“Why?” is an overused question.
It is important in that the why needs to be taught. Wisdom is gained as children understand why we do what we do or why we don’t do what others do.
Why is overused when children use it as a power tool to wear down their parents.
The teaching of why is something taught as a part of our teaching, training and guiding of our children, NOT at the demand of our children.
Let me give an example, if a child is told not to run in church, it is not ok for them to ask why. If the child asks “why” it appears they are thinking that if they can come up with a better answer than the parent can then they can run in church.
At the time of a command a child is to obey their parents. Our definition for obedience is doing what you are told when you are told and with a good attitude. The act of asking “why” does not fit into that definition.
The time to answer the why question, because it is good for a child to understand why not to run in church, would be out of the moment. For us, that was during our set aside character training time each day, but it could also be during the ride home from church. At that time, the parent can explain that running causes fear to other people, like those drinking coffee, holding a baby or elderly. We want to be respectful to others so we do not run in church.
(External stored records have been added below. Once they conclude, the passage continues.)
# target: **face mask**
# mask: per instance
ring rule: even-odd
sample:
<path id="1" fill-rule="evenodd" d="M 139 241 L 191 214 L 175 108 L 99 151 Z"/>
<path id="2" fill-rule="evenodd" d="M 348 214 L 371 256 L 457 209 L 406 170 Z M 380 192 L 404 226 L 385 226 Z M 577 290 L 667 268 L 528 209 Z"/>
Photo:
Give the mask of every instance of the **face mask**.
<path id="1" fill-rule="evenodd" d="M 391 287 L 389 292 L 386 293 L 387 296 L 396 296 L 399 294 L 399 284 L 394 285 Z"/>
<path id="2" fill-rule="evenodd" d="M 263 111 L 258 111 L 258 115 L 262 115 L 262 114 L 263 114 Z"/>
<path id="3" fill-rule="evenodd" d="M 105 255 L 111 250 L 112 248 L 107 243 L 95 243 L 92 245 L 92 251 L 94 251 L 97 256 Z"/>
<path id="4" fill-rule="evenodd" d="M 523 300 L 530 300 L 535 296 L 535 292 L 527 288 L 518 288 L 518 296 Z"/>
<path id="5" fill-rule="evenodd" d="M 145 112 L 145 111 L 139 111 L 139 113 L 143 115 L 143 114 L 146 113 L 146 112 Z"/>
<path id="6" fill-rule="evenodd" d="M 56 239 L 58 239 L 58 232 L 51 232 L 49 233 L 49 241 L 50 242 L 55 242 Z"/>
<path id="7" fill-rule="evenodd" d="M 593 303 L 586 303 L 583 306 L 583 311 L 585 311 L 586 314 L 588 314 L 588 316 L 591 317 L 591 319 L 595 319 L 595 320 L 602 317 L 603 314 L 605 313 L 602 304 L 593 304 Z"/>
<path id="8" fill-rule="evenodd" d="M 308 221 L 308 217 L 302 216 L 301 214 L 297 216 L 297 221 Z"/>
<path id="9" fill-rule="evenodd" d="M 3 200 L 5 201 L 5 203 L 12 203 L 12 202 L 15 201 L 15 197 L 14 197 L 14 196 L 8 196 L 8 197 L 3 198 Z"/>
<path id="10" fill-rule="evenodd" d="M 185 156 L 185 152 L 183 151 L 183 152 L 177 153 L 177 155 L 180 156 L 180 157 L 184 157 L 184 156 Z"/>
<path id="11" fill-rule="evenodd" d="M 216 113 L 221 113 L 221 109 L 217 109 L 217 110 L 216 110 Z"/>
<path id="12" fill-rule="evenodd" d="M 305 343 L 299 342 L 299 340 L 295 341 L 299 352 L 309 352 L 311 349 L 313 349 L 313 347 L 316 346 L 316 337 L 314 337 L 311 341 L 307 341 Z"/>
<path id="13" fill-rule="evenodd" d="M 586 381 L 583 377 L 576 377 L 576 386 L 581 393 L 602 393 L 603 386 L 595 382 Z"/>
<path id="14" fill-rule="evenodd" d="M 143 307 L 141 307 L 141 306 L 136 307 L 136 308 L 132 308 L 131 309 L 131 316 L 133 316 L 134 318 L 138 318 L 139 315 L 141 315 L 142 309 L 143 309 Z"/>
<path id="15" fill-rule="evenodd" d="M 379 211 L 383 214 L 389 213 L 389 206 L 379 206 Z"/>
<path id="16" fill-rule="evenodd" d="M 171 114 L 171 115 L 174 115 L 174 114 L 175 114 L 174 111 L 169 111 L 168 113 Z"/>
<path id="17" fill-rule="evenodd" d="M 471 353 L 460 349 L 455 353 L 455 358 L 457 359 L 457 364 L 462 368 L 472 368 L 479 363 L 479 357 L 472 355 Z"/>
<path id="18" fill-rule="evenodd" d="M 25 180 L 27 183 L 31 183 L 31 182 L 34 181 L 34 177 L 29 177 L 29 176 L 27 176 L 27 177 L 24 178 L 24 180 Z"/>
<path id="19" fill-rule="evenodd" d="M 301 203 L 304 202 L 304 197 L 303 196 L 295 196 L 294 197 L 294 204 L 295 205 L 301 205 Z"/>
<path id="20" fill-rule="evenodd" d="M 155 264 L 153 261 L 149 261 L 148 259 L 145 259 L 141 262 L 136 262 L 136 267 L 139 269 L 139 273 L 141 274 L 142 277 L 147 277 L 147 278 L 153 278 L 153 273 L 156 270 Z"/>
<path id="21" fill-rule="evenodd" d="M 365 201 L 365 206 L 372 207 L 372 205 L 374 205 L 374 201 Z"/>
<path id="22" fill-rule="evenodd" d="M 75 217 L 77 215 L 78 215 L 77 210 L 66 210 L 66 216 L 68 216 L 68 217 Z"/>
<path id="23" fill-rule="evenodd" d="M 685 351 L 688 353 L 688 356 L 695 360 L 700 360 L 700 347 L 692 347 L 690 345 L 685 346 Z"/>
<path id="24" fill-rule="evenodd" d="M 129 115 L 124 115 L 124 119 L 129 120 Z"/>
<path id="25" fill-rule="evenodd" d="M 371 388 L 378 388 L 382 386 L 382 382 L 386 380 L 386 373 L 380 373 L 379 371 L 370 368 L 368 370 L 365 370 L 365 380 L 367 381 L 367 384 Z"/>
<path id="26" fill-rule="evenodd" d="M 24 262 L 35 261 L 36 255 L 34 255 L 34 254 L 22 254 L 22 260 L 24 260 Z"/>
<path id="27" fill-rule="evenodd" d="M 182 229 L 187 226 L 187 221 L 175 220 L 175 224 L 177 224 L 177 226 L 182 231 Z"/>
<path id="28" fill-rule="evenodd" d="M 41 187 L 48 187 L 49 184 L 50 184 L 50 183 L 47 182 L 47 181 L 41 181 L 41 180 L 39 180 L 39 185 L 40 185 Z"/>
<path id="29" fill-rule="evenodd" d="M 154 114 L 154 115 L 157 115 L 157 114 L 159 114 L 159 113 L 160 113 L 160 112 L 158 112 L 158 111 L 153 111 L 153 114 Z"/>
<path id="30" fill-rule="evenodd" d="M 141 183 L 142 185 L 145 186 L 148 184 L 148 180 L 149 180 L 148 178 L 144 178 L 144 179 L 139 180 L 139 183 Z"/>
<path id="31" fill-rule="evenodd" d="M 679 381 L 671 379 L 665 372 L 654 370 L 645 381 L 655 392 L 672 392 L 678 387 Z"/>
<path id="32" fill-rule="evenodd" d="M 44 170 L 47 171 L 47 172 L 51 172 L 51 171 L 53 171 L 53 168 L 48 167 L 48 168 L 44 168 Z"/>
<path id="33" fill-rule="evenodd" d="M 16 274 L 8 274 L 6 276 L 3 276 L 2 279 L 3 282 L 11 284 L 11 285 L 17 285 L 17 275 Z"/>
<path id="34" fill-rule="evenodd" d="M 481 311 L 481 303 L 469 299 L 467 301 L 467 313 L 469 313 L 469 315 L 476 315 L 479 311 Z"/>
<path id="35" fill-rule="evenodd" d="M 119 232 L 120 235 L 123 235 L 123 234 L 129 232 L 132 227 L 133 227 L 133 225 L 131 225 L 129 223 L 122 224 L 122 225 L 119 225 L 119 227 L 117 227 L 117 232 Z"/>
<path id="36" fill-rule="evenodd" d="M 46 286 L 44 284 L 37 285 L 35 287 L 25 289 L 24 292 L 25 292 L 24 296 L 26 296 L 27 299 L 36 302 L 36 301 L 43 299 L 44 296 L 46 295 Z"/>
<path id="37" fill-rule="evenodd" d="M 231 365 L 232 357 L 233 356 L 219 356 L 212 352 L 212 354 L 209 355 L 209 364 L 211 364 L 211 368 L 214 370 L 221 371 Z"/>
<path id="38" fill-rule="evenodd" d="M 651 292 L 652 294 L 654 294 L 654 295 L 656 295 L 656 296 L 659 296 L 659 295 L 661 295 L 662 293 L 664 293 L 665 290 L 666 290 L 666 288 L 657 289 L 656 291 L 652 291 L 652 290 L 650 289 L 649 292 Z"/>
Still, a child does not have to agree with the parent or even understand, a child needs to obey because that is how God set it up. As parents, we can trust that understanding will someday come, but do not waver in requiring obedience just because a child disagrees with your reasoning.
I know many parents these days don’t want to stunt their child’s curiosity and want to answer all of their child’s questions of “why”. Note there is a difference between “why” for curiosity and “why” as a challenge to a parent’s authority. A child asking, “Why is the sky blue” is curiosity, but a child asking “why” after being told to do something is a challenge to the authority.
It is important to teach our whys for doing things but we are not required to do so at the demands of our children’s “why”.